There is not one tenant at the back of West & Shaw, now that Nina’s Bakery has moved (Remember when it was a Pioneer Chicken? No? Ok. I guess I am old then).
I know nothing of the landowner other than they are not into their property.
They seem content with their tenants closer to Shaw Avenue (Starbucks, Taco Bell, Broilers and Colorado Grill). Not giving two shits about how the property looks or what a blight it is to the neighborhood.
I have not seen one improvement to that building since the long-closed Chinese buffet place was put in. And just look at the lovely landscape:
It feels like we should be ripping the whole thing out and putting up a condo building, instead of another retailer that will move out in a year. This feels like the trend we should head for in Fresno. If the lot can not maintain a business, make it a residence.
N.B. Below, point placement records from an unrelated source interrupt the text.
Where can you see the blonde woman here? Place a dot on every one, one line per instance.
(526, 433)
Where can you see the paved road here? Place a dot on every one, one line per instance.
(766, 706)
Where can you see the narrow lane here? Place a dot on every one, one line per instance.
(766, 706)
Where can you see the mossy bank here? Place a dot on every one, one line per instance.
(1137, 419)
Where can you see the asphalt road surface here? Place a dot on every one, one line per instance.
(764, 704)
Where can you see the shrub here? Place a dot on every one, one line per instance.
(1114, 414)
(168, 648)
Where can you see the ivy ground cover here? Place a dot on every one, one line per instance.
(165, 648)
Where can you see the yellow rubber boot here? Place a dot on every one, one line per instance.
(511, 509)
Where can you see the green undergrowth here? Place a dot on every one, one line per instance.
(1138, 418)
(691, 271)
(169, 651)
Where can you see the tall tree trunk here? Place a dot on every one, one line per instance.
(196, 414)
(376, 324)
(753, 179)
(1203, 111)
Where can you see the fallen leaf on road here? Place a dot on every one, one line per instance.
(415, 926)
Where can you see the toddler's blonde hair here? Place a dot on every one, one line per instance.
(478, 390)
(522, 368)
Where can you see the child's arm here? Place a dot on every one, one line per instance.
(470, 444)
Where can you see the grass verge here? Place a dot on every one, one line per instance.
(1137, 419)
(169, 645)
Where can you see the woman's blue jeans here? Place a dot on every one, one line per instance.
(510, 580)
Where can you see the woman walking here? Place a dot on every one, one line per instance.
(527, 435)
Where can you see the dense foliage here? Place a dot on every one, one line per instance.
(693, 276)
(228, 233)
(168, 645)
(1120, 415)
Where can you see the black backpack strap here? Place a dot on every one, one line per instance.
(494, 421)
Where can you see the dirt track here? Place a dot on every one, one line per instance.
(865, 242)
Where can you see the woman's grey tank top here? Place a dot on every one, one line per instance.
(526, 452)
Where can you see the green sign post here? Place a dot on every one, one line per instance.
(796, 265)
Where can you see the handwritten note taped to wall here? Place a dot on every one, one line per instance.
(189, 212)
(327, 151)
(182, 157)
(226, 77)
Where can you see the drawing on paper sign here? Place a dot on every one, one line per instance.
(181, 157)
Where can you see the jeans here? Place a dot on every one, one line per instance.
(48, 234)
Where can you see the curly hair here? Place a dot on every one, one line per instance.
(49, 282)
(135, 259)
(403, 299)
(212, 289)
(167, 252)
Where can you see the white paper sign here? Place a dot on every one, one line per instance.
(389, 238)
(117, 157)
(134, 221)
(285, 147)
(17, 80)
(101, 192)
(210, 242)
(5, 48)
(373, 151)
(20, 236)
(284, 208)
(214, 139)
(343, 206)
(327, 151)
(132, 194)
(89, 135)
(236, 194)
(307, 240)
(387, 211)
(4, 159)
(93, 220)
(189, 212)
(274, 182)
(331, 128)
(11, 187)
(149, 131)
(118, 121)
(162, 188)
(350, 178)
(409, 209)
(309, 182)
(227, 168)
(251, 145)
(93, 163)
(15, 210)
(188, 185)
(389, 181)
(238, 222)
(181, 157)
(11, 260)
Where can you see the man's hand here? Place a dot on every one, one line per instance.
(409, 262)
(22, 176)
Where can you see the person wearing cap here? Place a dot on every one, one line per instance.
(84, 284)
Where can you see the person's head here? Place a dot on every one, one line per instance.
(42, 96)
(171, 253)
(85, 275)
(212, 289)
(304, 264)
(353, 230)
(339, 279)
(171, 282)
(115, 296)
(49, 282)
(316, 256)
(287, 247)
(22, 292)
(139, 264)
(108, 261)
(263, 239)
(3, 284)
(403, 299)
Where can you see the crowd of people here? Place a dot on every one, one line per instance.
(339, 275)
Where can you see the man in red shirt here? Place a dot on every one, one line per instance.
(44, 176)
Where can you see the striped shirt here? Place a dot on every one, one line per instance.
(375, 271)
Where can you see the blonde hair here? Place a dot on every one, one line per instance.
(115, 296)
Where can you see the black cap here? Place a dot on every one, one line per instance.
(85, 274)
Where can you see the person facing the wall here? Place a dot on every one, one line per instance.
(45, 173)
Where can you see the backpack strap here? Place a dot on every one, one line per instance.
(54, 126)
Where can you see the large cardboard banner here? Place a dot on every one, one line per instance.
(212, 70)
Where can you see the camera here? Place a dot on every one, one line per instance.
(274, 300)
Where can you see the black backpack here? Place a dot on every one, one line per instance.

Infill it.
A park would be nice too but we know that ain’t happening.
Developers whine about Fresno’s Master Plan and how they want seemingly endless amounts of land to keep building track suburban houses. Yet, roaming around Fresno as I do for my Day Job, I see SO MUCH land being underused, misused, or not used at all, it makes me want to FREAKING FRESNO THE FUCK OUT!
So I started
Hell, I hear that Save Mart fixed their PA after my post, let’s see what other weird things we can get accomplished here.
Mikey you’re right! I checked around and learned the owner is from Beverly Hills. Out of town commercial property owners who don’t care about our community are a problem. The city needs to motivate them to maintain their property.
But Fresno is becoming very anti growth. All the does is spur economic development and we encourage more blight.
Cool, thanks for checking on that, Mike! Out-of-town property owners are a big problem for Fresno, not sure how to fix that.
I wouldn’t say anti-growth, just anti-sprawl. Fresno has SO MUCH space for infill, but infilling is not as profitable or easy for developers as a big open property, so developers put out the propaganda that Fresno is “anti-growth”.